A young fellow passenger, to whom I had not yet spoken, that evening at dinner said something to the captain which I did not hear, and the captain thereupon turned to regard him in mild surprise and amusement. “Are you through,” the captain said with a wise smile. “I hope you will like it, but I think not.” An elderly planter next to me chuckled. The young man began to hum a tune, as though he did not hear.
“How will you do it?” said the planter.
“Oh, on an elephant, or walk it, if it comes to that, or take a prahu. I don’t know.
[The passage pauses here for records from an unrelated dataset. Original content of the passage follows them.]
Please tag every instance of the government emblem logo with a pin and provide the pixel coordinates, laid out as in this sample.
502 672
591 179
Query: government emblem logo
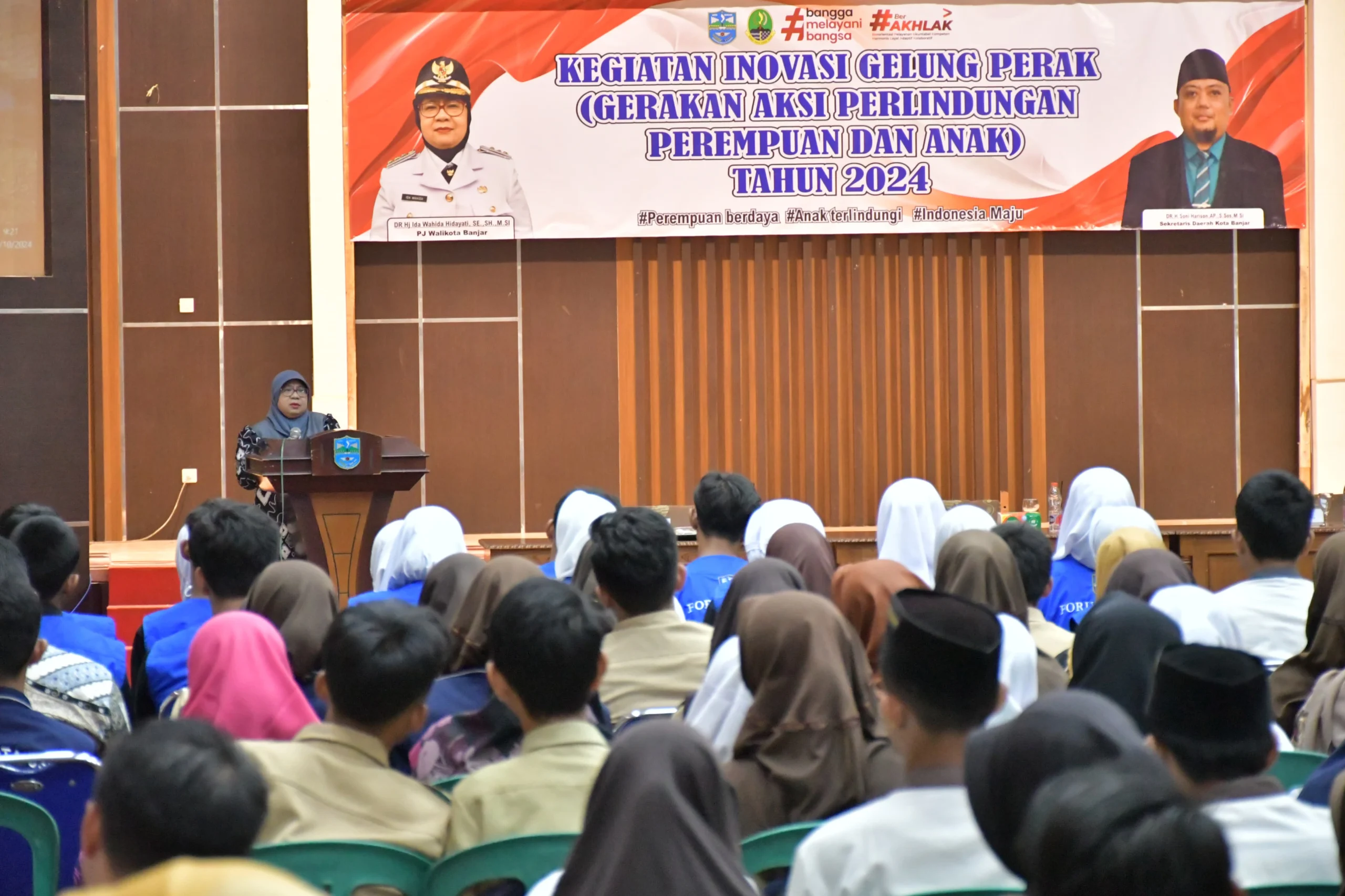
346 452
724 26
760 27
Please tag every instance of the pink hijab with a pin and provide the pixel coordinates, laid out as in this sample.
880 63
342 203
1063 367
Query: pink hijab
240 680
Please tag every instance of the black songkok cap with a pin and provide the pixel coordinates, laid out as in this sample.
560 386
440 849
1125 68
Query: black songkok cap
1200 65
1209 695
945 649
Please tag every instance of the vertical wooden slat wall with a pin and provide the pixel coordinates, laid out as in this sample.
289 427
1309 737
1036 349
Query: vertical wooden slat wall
825 368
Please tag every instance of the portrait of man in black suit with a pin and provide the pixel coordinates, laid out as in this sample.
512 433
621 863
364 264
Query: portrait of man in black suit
1204 167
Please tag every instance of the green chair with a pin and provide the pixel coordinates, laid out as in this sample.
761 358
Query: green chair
527 859
339 867
35 825
1293 768
774 848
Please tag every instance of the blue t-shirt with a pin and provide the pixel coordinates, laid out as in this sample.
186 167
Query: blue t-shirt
707 581
1071 593
23 730
409 593
70 634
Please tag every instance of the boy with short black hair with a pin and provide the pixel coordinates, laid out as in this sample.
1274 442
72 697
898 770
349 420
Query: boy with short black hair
334 782
724 502
229 544
546 660
1032 555
167 790
22 728
1267 612
51 552
1209 719
654 657
940 665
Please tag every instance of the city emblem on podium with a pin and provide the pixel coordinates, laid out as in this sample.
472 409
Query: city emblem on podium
724 26
346 452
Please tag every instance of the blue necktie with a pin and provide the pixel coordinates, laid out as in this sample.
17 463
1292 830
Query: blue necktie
1202 194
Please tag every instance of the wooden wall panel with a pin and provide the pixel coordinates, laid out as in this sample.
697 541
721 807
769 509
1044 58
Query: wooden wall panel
825 368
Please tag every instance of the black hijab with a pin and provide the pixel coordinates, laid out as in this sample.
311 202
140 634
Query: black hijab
767 576
661 777
1063 731
1117 649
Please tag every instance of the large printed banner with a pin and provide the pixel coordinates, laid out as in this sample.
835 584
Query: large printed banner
573 119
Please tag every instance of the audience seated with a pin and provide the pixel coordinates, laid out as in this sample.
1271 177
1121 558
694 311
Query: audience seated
1209 716
51 552
940 681
1072 571
229 545
654 657
1269 610
723 703
1117 649
170 790
723 505
1114 832
661 821
240 680
908 523
467 727
1032 554
427 536
333 782
546 660
25 730
301 600
811 744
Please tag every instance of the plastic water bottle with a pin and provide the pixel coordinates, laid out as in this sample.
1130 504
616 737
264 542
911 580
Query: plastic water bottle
1055 505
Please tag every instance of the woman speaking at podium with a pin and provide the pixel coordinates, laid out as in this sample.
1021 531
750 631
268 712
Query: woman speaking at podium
288 418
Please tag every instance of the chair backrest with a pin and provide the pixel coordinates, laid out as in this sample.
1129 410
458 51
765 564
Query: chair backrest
526 859
61 782
774 848
38 828
1293 768
339 867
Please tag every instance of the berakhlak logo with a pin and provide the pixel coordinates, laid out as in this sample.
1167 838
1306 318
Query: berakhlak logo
724 26
760 26
346 452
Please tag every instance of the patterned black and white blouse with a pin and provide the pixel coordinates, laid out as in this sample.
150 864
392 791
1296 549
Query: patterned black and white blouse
249 443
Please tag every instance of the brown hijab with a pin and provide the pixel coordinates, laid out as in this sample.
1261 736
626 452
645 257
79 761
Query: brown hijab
474 618
808 550
811 744
301 600
863 592
1293 681
979 567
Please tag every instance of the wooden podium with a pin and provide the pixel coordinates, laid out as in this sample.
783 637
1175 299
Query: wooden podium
338 487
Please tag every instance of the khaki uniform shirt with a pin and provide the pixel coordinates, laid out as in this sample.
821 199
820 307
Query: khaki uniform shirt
656 660
334 784
540 791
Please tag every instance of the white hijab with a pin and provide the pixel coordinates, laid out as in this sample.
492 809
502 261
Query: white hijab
427 536
961 518
908 521
183 566
771 518
1197 614
577 513
1089 493
1109 520
1017 670
381 554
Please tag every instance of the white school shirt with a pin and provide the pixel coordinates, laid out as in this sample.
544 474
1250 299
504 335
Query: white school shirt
919 840
1278 840
1267 615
But I’m going.”
“And you call that a holiday?” said the planter, smiling bitterly.
“No, I call it a lark,” said the young man.
“I wouldn’t do it for a tenth share in the ship,” the captain assured me.
“Do what?” I asked, in suspicious curiosity.
“Why, make my own way to Ulu Kelantan, to where that river rises, somewhere among the rhinoceroses over there.” The skipper pointed at the night beyond the open ports of the tiny saloon.
After that dinner I forgot my excursion to Bangkok. I did not want it. The young man assured me that he would not obstinately disapprove of my society, and that he thought I could furnish myself with what was needed for the trip up country at a place he called Kota Bharu. We should land next morning near there, at Tumpat. It was fortunate for me that night that those places were not on my map and that I could not prove my new friend did not know what he was talking about, for otherwise I might still have been prudent and continued in comfort and boredom my voyage up the Gulf of Siam.